By Madison Vain
November 02, 2015 at 03:42 PM EST
Danny Clinch

Steve Martin and Edie Brickell released their second album, So Familiar, last week, and as their first collection, Love Has Come For You, displayed in 2013, the mixture of Martin’s excellent banjo plucking and Brickell’s excellent writing and singing is, well, excellent.

While on tour for that collection, they began writing Bright Star, a musical based on characters from their first album — its Broadway debut is set for March 2016 — and much of what makes up So Familiar is pulled directly from the play. The rest is heavily inspired by the sound and feel. EW caught up with the two heavyweights to discuss writing, playing, and what makes their partnership so inspired.

ENTERTAINMENT WEEKLY: Sonically, this album feels much fuller that Love Has Come For You. Can you tell me about the new sound?

Steve Martin: When Edie and I did our first album, we were very concerned — we loved our own demos so much and they was just she and I. We were trying to preserve that quality, which I think [producer] Peter Asher did. [For] the second album, we all agreed that we could now go a wider direction than the first album. And then Peter is really responsible for that that direction was.

Since you two have teamed up, you seem to have been working with no break. What about this partnership works for well?

Martin: I think it’s something that’s in both of us, and that’s emotion and professionalism. You need the song to develop professionally and in the best way, but also retaining the emotive quality that, especially musical songs, need. So I think we’re all business and we’re all art, at the same time.

Edie Brickell: I know that anything that comes my way is already going to be great. When you trust your collaborator — because you know that he’s smart, you know that he’s imaginative — you can trust that what’s going to come is going to be really good. That gives you a great sense of security and it challenges you to rise to a new level and to meet him. He’s given me the opportunity to write with a lot of color and imagery and go beyond anything that I’ve done before. I think it was also great timing, where I was understanding what I love about songs and then I got the opportunity to write what I love. It’s been a lot time to discover, but you want to write something that you would love, as opposed to just something off the cuff that fits your generation.

What are you most excited for people to hear off the collection?

Brickell: I think the simpler songs, like “So Familiar”—I’m crazy for that. Or like, “I Have You”, Steve is singing on that and I like that. I like the simple, beautiful messages, if I do say so myself [laughs].
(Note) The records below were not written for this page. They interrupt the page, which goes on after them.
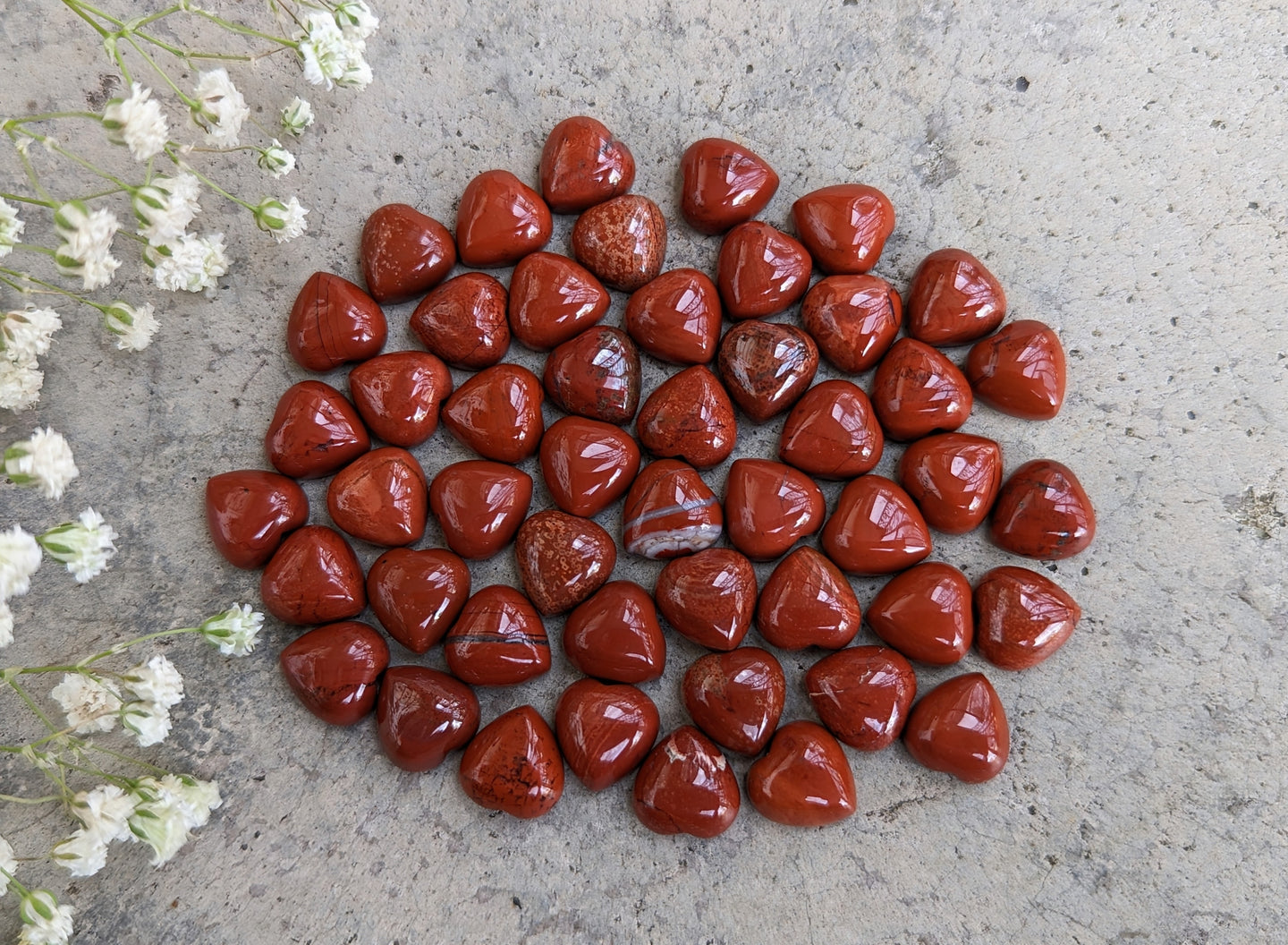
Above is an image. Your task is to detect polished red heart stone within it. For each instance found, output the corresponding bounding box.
[429,459,532,558]
[376,667,479,771]
[624,269,720,365]
[792,184,894,275]
[456,170,554,269]
[635,365,738,469]
[805,646,917,752]
[514,509,617,617]
[869,561,975,667]
[989,459,1096,561]
[541,416,640,518]
[680,138,778,234]
[747,722,857,826]
[286,272,389,371]
[966,319,1065,421]
[680,646,787,754]
[367,548,470,652]
[633,725,741,839]
[443,584,550,685]
[460,705,564,820]
[264,380,371,480]
[411,272,510,369]
[724,459,826,561]
[902,673,1011,784]
[975,567,1082,669]
[278,620,389,725]
[510,252,609,351]
[899,433,1002,535]
[442,363,545,463]
[756,547,861,650]
[326,446,429,545]
[572,193,665,293]
[539,115,635,213]
[823,473,931,575]
[719,321,818,423]
[258,524,367,624]
[653,548,756,650]
[908,249,1006,347]
[555,679,661,790]
[801,276,902,374]
[778,380,885,480]
[349,351,452,447]
[716,220,811,321]
[206,469,309,568]
[358,204,456,304]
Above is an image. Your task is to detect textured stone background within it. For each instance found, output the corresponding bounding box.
[0,0,1288,945]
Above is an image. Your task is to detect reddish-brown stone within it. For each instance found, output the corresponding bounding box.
[823,473,931,575]
[869,561,975,667]
[510,252,609,351]
[805,646,917,752]
[623,459,724,558]
[792,184,894,275]
[514,509,617,617]
[801,276,902,374]
[278,620,389,725]
[756,547,863,650]
[358,204,456,304]
[367,548,470,652]
[778,380,885,480]
[429,459,532,558]
[747,722,857,826]
[899,433,1002,535]
[563,580,665,682]
[680,646,787,754]
[653,548,756,650]
[966,319,1065,421]
[635,365,738,469]
[456,170,554,269]
[975,567,1082,669]
[626,269,720,365]
[724,459,826,561]
[326,446,429,545]
[719,321,818,423]
[633,725,741,839]
[908,249,1006,345]
[572,193,665,293]
[264,380,371,480]
[376,667,479,771]
[539,115,635,213]
[411,272,510,370]
[541,416,640,518]
[286,272,389,371]
[442,365,545,463]
[460,705,564,820]
[716,220,811,321]
[989,459,1096,561]
[902,673,1011,784]
[258,524,367,624]
[680,138,778,234]
[206,469,309,568]
[443,584,550,685]
[555,679,661,790]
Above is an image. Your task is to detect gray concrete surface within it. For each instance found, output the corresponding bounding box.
[0,0,1288,945]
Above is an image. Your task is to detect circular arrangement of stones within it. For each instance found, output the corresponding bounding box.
[206,117,1095,837]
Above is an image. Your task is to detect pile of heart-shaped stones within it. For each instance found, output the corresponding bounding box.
[206,117,1095,837]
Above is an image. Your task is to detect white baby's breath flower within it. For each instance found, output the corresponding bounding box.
[192,68,250,149]
[4,427,80,501]
[103,82,170,161]
[36,508,117,584]
[49,673,121,734]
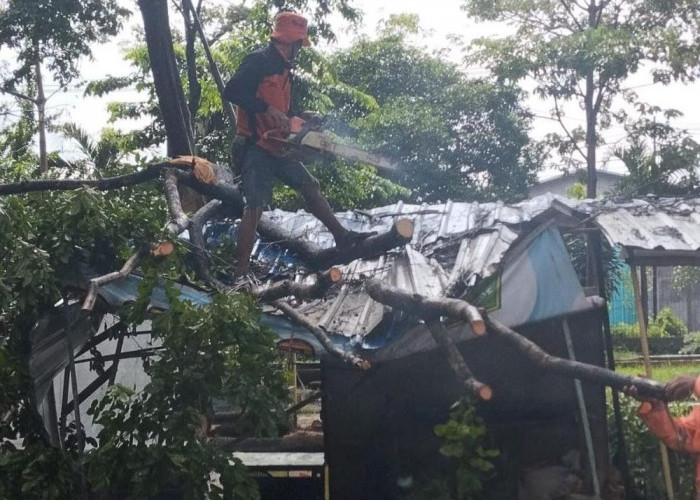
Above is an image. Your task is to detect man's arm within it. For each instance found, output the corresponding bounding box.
[224,53,267,115]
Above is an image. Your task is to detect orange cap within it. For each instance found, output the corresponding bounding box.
[270,12,311,47]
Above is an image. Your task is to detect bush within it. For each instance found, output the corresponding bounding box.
[610,307,688,338]
[680,332,700,354]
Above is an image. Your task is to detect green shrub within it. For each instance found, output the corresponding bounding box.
[649,307,688,337]
[406,399,499,500]
[680,332,700,354]
[610,307,688,338]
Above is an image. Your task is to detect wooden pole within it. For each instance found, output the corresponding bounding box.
[562,318,600,497]
[630,264,674,500]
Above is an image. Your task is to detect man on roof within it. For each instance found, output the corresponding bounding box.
[224,11,371,283]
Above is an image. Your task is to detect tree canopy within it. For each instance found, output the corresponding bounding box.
[332,18,538,202]
[464,0,700,197]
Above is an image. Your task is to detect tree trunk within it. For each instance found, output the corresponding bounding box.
[182,1,202,133]
[584,0,598,198]
[34,42,49,172]
[138,0,195,157]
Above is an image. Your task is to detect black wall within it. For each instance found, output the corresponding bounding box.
[323,312,608,500]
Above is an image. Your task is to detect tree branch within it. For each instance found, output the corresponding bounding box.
[258,218,413,269]
[485,316,668,400]
[553,96,588,160]
[365,278,486,335]
[272,300,371,370]
[163,170,190,236]
[559,0,583,31]
[182,0,236,128]
[0,89,37,106]
[426,318,493,401]
[83,245,148,311]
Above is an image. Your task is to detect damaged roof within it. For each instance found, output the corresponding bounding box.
[573,197,700,252]
[247,194,700,344]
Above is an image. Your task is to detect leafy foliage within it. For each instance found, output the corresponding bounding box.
[614,105,700,197]
[464,0,700,197]
[332,22,539,202]
[611,307,688,338]
[0,0,129,87]
[87,287,286,499]
[408,400,499,500]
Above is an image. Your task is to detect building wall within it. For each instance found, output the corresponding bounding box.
[610,266,700,331]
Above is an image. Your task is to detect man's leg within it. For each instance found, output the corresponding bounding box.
[235,146,272,277]
[234,207,262,277]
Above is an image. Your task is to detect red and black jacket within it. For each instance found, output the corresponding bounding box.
[224,43,292,155]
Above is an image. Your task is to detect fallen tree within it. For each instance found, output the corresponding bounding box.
[366,279,667,400]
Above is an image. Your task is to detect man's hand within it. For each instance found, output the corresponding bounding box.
[622,373,656,403]
[267,106,289,136]
[664,376,697,401]
[299,111,321,121]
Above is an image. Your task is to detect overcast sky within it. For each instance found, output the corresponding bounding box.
[13,0,700,177]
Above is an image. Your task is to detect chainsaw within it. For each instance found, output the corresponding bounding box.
[265,116,397,175]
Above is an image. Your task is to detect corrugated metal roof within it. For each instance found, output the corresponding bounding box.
[252,194,700,341]
[252,195,580,341]
[577,198,700,252]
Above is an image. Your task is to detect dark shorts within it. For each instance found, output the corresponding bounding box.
[242,146,318,208]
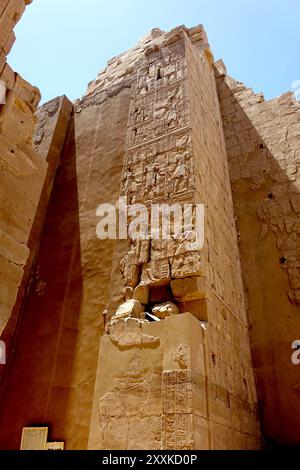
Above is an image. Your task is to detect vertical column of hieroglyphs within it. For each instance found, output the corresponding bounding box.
[121,31,207,314]
[0,0,47,333]
[115,28,209,449]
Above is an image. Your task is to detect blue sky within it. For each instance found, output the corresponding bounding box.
[8,0,300,102]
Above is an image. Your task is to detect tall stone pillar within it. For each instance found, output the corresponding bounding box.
[89,26,259,449]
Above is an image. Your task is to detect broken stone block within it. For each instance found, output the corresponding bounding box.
[178,299,208,321]
[171,251,204,279]
[171,277,206,302]
[113,299,145,320]
[141,259,171,287]
[132,284,149,305]
[152,302,179,320]
[110,318,159,347]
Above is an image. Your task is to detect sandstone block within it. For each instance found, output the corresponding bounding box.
[132,284,149,305]
[171,277,206,302]
[113,299,145,319]
[152,302,179,320]
[0,64,16,90]
[178,299,208,321]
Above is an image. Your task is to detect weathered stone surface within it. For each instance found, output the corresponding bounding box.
[171,277,206,302]
[216,65,300,445]
[0,0,47,334]
[0,15,300,450]
[152,302,179,320]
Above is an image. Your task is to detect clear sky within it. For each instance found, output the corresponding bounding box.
[8,0,300,102]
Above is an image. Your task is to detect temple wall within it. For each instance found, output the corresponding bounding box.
[89,28,260,449]
[0,0,47,333]
[216,63,300,444]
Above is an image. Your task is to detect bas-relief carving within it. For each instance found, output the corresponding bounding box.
[127,85,187,148]
[98,353,162,450]
[135,49,185,98]
[163,369,194,450]
[172,344,191,369]
[121,133,195,203]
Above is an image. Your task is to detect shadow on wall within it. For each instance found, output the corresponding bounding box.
[0,119,82,450]
[217,73,300,448]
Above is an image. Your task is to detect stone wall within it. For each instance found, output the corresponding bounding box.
[186,31,260,449]
[89,27,260,449]
[216,62,300,444]
[0,0,47,333]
Martin: It’s hard to play favorites when they’re all your babies, but I do have a particular feeling for “So Familiar”—it’s the simplest message. I love the bridge, I love the lead up to it, I love the lyrics, and I love what Peter did to it—the tic-tic percussions and the female voices in the back echoing Edie’s lyric. And I too like “I Have You”, every time I hear it, I’m kind of charmed by it. At first I didn’t want to sing on it, I don’t see myself as a singer but now I actually kind of love it. And I also love “Heartbreaker,” which is probably the most complicated song on there. But I also know how it works in the context of the musical, and I find it very, very emotional.